Homeier also played Judge Charles Older, who heard the case against Charles Manson (Steve Railsback), in the acclaimed 1976 CBS telefilm Helter Skelter and appeared as the title character, a cop working the night shift out of Hollywood, in the 1961 NBC crime drama Dan Raven.
A native of Chicago, George Vincent Homeier portrayed violent or neurotic characters early in his career. He was billed as Skippy Homeier when he made his onscreen debut as a Nazi teen who arrives in Middle America in Tomorrow, the World!, starring Fredric March. (The kid actor had originated the role of Emil Bruchner on Broadway in April 1943).
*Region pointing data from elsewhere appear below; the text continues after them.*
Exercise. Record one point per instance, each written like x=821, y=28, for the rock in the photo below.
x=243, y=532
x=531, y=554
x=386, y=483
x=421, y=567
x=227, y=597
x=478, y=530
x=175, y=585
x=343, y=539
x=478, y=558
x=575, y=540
The lanky Homeier later was memorable as a foolhardy man looking to make a reputation as a gunslinger in The Gunfighter (1950), starring Gregory Peck, and he played the jittery soldier Riley "Pretty Boy" Duncannon in Lewis Milestone's Halls of Montezuma (1951) and the hit man Roxey in the Alaska-set film noir Cry Vengeance (1954), starring Mark Stevens.
He also appeared in Arthur Takes Over (1948), Sealed Cargo (1951), Sam Fuller's Fixed Bayonets! (1951), Has Anybody Seen My Gal (1952), Black Widow (1954), Between Heaven and Hell (1956), Stark Fear (1962), Don Knotts' The Ghost and Mr. Chicken (1966) and Muhammad Ali's The Greatest (1977).
Homeier's resume was packed with Westerns, including Ten Wanted Men (1955), The Road to Denver (1955), Stranger at My Door (1956), Dakota Incident (1956), The Tall T (1957), Day of the Badman (1958), Comanche Station (1960) and Showdown (1963) for the big screen. On television, he showed up on Wanted: Dead or Alive, The Rifleman, Wagon Train, Branded, Bonanza and The Virginian.
The actor also had a recurring role as a mentoring doctor on the 1970-71 CBS drama The Interns and appeared in guest stints on Alfred Hitchcock Presents, The Millionaire, The Addams Family, The Outer Limits, Mission: Impossible, Mannix, Fantasy Island, Vega$ and Quincy M.E.